I recently received a record player as a gift from Alison and I instantly fell in love with vinyl. Music has become interactive again! I carefully remove the record from it’s sleeve, you can’t throw it around, it’s not indestructible; I put the record on the player, make sure the size and speed are set properly; I clean the record, lift the needle cover and lower the needle. It’s a ritual, it takes time, I’m doing something more than listening, I’m involved and how good the record sounds depends on me. Half way through the album I have to get up and flip it, clean it and play it, like stoking a fire. The packaging is bigger than a CD or cassette, the pictures are bigger, the liner notes and lyrics are easier to read. I feel like I’ve bought something real, something permanent.
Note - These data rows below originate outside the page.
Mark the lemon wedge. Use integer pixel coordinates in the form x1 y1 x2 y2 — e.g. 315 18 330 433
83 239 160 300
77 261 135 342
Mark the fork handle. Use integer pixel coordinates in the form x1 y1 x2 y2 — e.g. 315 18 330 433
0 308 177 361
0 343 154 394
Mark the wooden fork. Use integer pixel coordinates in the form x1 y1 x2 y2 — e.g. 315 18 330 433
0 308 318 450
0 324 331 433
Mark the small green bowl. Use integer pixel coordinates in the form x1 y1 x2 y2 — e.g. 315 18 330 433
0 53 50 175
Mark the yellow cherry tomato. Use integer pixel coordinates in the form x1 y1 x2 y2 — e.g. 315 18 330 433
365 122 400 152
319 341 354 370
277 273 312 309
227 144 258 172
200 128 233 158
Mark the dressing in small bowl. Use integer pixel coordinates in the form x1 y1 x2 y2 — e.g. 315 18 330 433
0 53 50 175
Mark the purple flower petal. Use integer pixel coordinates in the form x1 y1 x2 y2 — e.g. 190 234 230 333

I think a lot more thought was put into the entire structure of the album when vinyl was the mainstream. There’s no skip button so skipping a track is a real chore; you have to get up, stop the record, lift the needle, turn on a light, find the tiny line that separates tracks and try to place the needle in the exact right spot. Bands made albums that you’d want to listen to all the way through, no one wanted a bad track right in the middle of an album side so the bad tracks were left off. If you just liked one song you could buy a single and the single usually came with a bonus song on the other side. Music was better because it had to be.

The trend now is to offer free MP3 downloads of an album when you buy it on vinyl, it’s perfect; you get the vinyl for home listening and the MP3 for you iPod, the best of both worlds; the interaction and ritual of vinyl with the portability and convenience of an MP3. I wouldn’t be surprised if bands just stopped producing CDs in the future.
I’m hooked on vinyl; the ritual, the interaction, the permanence and the sound quality; it’s all too perfect and it’s how music should be enjoyed.